23 If there is by him a messenger, An interpreter -- one of a thousand, To declare for man his uprightness:
24 Then He doth favour him and saith, `Ransom him from going down to the pit, I have found an atonement.`
25 Fresher [is] his flesh than a child`s, He returneth to the days of his youth.
26 He maketh supplication unto God, And He accepteth him.
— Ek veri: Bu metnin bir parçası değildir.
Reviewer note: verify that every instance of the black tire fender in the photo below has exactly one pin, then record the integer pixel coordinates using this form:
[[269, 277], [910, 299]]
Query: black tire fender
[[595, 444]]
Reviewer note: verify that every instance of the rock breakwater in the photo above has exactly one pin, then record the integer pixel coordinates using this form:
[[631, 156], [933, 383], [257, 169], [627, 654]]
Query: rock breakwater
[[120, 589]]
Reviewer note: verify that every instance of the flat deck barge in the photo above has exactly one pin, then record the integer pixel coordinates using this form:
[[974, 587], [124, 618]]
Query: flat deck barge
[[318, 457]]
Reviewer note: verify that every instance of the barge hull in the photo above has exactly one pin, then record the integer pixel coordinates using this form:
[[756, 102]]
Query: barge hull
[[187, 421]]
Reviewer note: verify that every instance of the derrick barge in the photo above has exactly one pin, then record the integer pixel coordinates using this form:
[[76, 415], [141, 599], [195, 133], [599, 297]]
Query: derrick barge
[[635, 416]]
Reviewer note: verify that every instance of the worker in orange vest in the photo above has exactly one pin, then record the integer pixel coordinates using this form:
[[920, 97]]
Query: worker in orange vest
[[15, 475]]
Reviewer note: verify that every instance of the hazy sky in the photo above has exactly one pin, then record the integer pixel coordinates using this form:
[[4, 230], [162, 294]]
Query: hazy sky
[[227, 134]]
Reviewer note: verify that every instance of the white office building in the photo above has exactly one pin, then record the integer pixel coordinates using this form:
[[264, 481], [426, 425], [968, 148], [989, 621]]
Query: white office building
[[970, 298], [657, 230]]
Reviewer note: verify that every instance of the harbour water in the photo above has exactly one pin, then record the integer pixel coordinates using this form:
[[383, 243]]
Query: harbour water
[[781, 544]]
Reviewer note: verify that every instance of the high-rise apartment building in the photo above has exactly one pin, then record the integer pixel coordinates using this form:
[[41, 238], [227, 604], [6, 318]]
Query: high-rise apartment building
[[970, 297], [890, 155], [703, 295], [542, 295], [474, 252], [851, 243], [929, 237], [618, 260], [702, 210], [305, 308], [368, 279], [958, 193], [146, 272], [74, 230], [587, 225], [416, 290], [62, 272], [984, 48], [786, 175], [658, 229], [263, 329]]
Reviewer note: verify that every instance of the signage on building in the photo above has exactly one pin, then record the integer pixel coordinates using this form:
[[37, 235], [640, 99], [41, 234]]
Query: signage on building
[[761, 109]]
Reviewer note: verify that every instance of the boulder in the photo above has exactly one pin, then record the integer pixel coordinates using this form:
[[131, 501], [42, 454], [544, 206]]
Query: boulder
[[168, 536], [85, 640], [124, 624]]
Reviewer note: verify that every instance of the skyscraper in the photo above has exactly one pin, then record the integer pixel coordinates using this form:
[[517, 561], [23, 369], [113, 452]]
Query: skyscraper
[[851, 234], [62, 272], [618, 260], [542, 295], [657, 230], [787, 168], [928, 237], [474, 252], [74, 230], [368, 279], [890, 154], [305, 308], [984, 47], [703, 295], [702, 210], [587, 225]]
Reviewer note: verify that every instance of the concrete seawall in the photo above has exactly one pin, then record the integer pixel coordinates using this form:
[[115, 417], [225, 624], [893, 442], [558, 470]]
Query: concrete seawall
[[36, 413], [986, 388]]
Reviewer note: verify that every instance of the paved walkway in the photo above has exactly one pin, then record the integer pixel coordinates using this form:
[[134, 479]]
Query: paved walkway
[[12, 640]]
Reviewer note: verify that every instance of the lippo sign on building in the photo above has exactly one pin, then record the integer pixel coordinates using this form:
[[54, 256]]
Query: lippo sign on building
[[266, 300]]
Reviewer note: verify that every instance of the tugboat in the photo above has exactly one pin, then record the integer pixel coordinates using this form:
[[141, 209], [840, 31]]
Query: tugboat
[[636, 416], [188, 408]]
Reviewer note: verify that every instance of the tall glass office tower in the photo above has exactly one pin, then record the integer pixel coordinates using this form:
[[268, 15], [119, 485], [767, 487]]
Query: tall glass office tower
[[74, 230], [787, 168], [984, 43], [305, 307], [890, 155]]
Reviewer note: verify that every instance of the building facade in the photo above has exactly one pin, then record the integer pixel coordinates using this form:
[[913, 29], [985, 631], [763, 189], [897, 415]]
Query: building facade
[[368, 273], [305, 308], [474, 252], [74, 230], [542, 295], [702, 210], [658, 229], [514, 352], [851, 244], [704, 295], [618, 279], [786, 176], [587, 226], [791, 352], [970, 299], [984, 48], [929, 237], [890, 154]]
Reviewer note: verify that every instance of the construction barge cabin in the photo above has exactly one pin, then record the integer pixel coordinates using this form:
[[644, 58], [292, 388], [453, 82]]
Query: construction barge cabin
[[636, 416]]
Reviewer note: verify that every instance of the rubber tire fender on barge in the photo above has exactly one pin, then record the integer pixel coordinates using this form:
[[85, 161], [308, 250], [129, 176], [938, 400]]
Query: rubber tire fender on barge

And he seeth His face with shouting, And He returneth to man His righteousness.
27 He looketh on men, and saith, `I sinned, And uprightness I have perverted, And it hath not been profitable to me.
28 He hath ransomed my soul From going over into the pit, And my life on the light looketh.`
29 Lo, all these doth God work, Twice -- thrice with man,
30 To bring back his soul from the pit, To be enlightened with the light of the living.
31 Attend, O Job, hearken to me, Keep silent, and I -- I do speak.
32 If there are words -- answer me, Speak, for I have a desire to justify thee.
33 If there are not -- hearken thou to me, Keep silent, and I teach thee wisdom.